[antlr-interest] most efficient grammar pasing

Tom Liu TomL at avokia.com
Wed Dec 6 14:16:09 PST 2006


Hi Ter,

I didn't learn much about the pasing theory and algorithms
But in the recent several months, I have finshed two full
Grammar T-SQL parsers, one is for sql server, the other is for sybase.

I think the most efficient algorithm of parsing
will finally become the analyzing of grammar itself,
and Never do any analysis of what is to be parsed - the script
which is written according to the grammar.
No predication will be involved. 
It should have an expected parsing time performance of near O(n).
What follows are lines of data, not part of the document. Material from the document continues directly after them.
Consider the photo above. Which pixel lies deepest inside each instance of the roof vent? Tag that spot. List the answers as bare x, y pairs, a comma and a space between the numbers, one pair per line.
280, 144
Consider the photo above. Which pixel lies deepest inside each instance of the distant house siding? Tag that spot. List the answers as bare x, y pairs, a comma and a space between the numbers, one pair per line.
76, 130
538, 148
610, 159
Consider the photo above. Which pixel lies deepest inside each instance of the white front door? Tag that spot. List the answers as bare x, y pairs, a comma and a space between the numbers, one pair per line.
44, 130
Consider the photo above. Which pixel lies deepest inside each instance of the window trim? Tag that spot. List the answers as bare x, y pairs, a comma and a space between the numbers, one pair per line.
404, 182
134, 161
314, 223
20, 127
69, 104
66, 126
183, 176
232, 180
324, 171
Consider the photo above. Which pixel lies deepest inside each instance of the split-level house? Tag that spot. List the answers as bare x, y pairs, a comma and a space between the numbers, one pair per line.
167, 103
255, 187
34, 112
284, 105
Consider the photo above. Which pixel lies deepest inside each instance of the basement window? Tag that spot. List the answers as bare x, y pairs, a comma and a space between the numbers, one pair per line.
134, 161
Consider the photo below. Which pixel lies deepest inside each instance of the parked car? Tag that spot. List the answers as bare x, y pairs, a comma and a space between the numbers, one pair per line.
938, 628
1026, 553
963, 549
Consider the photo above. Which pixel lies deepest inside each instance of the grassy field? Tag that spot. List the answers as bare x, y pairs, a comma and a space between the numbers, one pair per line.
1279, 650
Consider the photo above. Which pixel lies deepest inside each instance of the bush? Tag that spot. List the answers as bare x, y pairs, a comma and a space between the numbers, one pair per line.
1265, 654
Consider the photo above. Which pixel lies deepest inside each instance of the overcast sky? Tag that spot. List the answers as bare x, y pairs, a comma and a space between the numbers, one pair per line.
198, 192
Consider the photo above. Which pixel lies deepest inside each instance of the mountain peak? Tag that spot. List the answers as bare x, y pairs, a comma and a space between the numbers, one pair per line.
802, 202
The result of grammar analyzing should be some kind of tree or graph
grammar structures. The parsing procedure is like a cut or narrowing
down
the posibilities of mattached grammar rules and then every
token is recognized and belongs to one of the grammar rules.
Finally, the script itself which is being parsed is prsented as a path 
in the grammar structure graph.


I initially got this idea from BMH String Pattern-matching Algorithm,
By studying it more deeply, I cognized that, dig and use more knowledge
of the pattern to be matched or the grammar to be used for parsing,
we can do more efficient processing, no matter what the materials to be
processed is.

Have fun

Tom



Date: Wed, 6 Dec 2006 10:44:33 -0800
From: Terence Parr <parrt at cs.usfca.edu>
Subject: [antlr-interest] quick description of LL(*) algorithm
To: Antlr Interest <antlr-interest at antlr.org>
Cc: PEG <peg at lists.csail.mit.edu>
Message-ID: <4936F5EF-9A35-438E-BA45-4DC7F59B29ED at cs.usfca.edu>
Content-Type: text/plain; charset=US-ASCII; delsp=yes; format=flowed

Hi,

I started putting this LL(*) description in the upcoming ANTLR v3  
book, but decided it was beyond the scope of the reference guide so  
here it is in the lookahead blog:

http://www.antlr.org/blog/antlr3/lookahead.tml

Not sure that it is useful to industry or academia because it is  
neither practical, nor complete, nor rigorous. ;)  Anyway, there you go.